Отрицанием, уничтожением Духа они шли дорогой просветления.
Уничтожить Дух, чтобы тот возродился вновь. И я уничтожу! Себя!
Особенно сильной моя вера становилась, когда я лежал в емкости с тягучей глиной, которая заменяла тибетцам гипсовые повязки и за лье отдавала испражнениями. Благо переломы быстро срастались. То ли воздух особенный, то ли святость места влияла на столь скорую регенерацию, то ли врачевать монахи умели и взаправду мастерски. И уж столько шишек набил себе, что дошло дело до кошмарных галлюцинаций.
Лежу себе в квадратной плоскокровной зале, все тело до подбородка запечатано в лечебной вязкой жиже, а перед взором вдруг восстает сама Тара в образе Элен Бюлов. Да не простая. А отчего-то черная лицом и злобно хохочущая. Я не заметил, как, лежа, рассматривал фрески. Среди Синих, Зеленых, Красных богов, с которыми я уже успел свести тесное знакомство по текстам и изображениям-танкам, я увидел вдруг Черную Богиню. Она столь прочно врезалась в мое сознание, что стала оживать, смешалась с моим собственным воображением и породила чудище.
По уставу доб-добам не было положено являться на уроки священных писаний. Но для меня Ринпоче сделал исключение. Возможно, моя убежденность, что я встречался с самой богиней Солнца, повлияла на его решение, но спустя какое-то время я вошел в класс книжников – так называли тех монахов, которые постигали академические науки.

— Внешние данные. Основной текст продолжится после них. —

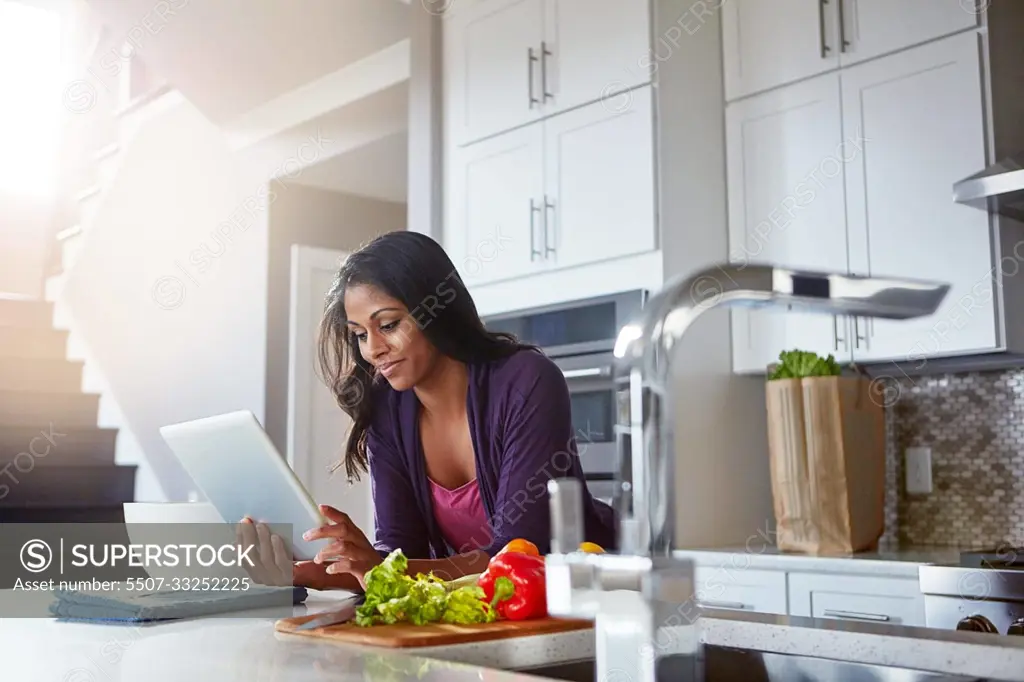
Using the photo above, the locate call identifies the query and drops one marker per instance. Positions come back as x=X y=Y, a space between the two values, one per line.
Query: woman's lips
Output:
x=388 y=369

Так в свободное от караула время я стал учить тибетский язык, называемый пхёкэ – что-то между китайским путунхуа и хинди, звучавший как напевное бормотание, и пали – единственный язык, у которого такое разнообразие разных алфавитов, что освоить все нельзя без риска заработать мозговую горячку. Но я заучивал целые тексты наизусть. И это были минуты несказанного облегчения; как мог, я продлевал их. Мое прилежание полностью зависело от стремления сократить часы пребывания в зале для боевых упражнений. Пхёке был хоть и труден, особенно его письменность, но для адвоката, обладающего натренированной памятью, уж попроще, чем ратное дело.
Запоминал я хорошо, понимал плохо. И чем больше мучил пхёкэ и пали, тем больше меня мучали видения – перекошенное гримасой ярости черное лицо. Даже звон в ушах появился, который вскоре превратился в смех. Порой мне казалось, что я слышу его, даже когда вслух произношу какие-либо слова, смех звучал вместо произносимых мною колких согласных и гласных, как-то очень тесно вплетаясь в окружающие звуки.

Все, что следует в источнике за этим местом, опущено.